Morales’in de dediği gibi Amerika’nın 1898’de Küba’yı ve Porto Riko’yu işgal etmesinden 2019’da Venezuela’da açıktan darbe girişimine -hatta Maduro’ya suikast teşebbüsüne-  destek vermesine kadar, Latin Amerika ülkelerini dizayn etme, darbelerle yönetimlerine müdahale etme konusunda sicili oldukça kabarık. 

Yukarıda  da bahsettiğimiz gibi Amerika; 

1898’de Küba ve Porto Riko’yu işgal etti. Darbe sonrası Küba’da 1906-1909 arası işgal hükümeti kurdu. 1917’de tekrar Küba’yı işgal etti. 1961 yılında Kübalı mültecilerden oluşturduğu bir çeteyle, meşhur Domuzlar Körfezi operasyonu ile Castro yönetimi devirme girişiminde bulundu. 

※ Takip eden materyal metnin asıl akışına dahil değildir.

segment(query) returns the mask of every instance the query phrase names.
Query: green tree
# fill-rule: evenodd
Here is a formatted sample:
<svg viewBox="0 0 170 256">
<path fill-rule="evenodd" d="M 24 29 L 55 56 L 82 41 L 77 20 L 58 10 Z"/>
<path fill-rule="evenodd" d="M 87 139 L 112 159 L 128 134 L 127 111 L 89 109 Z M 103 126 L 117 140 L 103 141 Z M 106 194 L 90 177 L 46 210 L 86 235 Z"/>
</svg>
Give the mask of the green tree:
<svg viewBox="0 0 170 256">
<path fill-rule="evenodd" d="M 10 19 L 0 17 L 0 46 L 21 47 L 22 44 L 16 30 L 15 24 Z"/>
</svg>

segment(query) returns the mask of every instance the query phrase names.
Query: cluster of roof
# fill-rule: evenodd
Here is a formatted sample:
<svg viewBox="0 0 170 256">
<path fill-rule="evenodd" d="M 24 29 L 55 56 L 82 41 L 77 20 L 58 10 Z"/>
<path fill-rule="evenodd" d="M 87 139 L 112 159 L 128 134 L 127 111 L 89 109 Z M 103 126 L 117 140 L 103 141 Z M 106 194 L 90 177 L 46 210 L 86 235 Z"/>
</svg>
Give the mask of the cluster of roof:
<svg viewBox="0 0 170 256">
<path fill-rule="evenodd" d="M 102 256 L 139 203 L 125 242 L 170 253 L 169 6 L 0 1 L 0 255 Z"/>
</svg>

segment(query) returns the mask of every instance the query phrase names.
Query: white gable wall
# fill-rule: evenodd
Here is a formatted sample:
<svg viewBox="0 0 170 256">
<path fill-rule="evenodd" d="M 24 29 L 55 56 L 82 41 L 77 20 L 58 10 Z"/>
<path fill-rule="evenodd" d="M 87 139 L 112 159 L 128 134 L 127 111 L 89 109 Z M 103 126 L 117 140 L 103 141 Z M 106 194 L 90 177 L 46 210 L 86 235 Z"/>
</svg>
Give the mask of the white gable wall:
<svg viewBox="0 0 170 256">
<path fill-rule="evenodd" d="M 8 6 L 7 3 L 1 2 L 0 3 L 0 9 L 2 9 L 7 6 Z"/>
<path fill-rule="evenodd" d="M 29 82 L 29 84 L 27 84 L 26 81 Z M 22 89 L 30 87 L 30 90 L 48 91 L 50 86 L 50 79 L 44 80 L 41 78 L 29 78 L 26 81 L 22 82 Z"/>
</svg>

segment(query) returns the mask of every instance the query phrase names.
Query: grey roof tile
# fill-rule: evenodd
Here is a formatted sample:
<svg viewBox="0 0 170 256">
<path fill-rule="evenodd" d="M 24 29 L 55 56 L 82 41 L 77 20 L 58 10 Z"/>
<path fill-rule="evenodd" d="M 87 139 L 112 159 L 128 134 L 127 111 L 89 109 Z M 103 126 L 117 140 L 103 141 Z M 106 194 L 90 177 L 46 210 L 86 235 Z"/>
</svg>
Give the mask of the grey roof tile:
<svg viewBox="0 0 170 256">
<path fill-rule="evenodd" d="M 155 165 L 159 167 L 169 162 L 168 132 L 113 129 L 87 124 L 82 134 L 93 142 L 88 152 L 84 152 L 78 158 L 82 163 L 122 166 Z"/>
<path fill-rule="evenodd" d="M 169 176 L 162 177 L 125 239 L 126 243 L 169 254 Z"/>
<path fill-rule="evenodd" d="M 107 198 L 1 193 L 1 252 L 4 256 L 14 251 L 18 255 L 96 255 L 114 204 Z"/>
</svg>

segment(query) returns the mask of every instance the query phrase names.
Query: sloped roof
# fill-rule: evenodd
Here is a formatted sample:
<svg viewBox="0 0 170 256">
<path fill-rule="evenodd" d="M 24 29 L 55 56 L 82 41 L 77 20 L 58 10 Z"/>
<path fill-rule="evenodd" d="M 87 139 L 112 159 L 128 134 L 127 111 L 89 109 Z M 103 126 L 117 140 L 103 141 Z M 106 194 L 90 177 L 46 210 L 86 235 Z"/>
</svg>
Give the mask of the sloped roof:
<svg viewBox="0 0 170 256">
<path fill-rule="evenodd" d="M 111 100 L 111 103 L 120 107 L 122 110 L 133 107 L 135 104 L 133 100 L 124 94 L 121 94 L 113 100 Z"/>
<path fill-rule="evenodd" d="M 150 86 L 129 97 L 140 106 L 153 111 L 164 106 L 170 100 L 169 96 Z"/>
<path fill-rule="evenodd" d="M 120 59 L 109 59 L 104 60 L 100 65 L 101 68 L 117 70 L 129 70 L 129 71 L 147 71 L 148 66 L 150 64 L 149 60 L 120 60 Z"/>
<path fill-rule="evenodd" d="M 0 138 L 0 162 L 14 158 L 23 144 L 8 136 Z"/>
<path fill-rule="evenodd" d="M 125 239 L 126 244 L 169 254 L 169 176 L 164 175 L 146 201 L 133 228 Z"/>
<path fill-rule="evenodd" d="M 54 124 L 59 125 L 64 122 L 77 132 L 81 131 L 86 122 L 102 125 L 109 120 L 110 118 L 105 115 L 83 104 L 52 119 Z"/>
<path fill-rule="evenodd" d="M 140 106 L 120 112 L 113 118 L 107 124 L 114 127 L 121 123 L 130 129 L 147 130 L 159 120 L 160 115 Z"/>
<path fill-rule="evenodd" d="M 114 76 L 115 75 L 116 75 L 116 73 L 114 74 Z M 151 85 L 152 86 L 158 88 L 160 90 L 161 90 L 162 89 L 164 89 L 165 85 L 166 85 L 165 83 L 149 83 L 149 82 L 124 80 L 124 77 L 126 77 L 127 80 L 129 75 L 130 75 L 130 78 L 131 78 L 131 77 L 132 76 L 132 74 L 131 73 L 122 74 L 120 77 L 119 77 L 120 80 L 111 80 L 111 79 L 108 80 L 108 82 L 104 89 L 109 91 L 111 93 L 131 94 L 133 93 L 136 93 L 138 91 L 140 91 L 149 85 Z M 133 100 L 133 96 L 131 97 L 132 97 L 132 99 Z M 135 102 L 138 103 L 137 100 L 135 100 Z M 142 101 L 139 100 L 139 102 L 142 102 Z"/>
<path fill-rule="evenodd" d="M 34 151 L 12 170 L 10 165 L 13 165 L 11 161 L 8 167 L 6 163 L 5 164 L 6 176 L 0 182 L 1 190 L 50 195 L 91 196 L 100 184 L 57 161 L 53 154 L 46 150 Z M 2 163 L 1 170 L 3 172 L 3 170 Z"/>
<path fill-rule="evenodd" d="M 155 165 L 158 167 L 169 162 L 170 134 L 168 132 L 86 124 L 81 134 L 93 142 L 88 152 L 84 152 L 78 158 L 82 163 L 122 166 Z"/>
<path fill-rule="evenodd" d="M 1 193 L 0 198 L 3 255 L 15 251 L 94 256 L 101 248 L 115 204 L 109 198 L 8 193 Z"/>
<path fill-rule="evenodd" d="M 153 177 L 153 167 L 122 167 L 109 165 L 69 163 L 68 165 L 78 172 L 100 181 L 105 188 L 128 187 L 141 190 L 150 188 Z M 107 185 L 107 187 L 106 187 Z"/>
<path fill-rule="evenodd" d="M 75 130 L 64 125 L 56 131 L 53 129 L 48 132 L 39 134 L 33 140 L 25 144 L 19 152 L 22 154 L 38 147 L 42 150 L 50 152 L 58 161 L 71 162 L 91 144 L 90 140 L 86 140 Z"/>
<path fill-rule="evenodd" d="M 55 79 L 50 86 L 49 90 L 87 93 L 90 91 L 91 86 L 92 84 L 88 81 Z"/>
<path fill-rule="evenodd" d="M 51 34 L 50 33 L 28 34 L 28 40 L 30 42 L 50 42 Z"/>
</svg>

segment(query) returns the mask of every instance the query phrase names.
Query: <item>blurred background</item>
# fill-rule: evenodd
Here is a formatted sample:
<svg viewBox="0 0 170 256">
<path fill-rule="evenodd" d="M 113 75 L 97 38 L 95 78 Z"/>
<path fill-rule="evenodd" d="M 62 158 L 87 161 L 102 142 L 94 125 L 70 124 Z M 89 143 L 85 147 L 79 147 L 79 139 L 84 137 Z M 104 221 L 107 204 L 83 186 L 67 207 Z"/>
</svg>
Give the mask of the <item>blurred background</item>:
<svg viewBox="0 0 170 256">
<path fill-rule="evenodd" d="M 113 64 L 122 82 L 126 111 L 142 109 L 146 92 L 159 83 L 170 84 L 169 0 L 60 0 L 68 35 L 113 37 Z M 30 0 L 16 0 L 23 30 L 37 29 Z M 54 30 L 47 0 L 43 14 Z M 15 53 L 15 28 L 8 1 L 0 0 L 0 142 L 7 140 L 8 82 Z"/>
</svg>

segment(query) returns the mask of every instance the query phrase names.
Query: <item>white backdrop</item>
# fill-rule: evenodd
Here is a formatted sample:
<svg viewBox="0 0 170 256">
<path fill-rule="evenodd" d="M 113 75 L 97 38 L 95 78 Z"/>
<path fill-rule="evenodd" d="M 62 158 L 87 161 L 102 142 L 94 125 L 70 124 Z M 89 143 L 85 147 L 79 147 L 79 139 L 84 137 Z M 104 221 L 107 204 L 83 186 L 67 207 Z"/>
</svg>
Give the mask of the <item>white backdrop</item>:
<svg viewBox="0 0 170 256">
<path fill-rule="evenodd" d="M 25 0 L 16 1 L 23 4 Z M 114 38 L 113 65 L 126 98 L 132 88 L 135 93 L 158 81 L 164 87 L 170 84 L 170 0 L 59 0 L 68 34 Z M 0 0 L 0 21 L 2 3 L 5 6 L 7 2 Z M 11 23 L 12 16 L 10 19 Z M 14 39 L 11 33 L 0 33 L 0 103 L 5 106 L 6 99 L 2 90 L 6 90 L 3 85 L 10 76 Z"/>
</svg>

Panama’nın başına getirdikleri eski CIA ajanı diktatör ve de uyuşturucu kaçakçısı General Manuel Noriega ile aralarında anlaşmazlık çıkınca 1989’da Panama’yı işgal edip Noriega’yı görevden aldılar daha sonra tekrar yakalayıp, 17 yıl hapis cezası verdiler. 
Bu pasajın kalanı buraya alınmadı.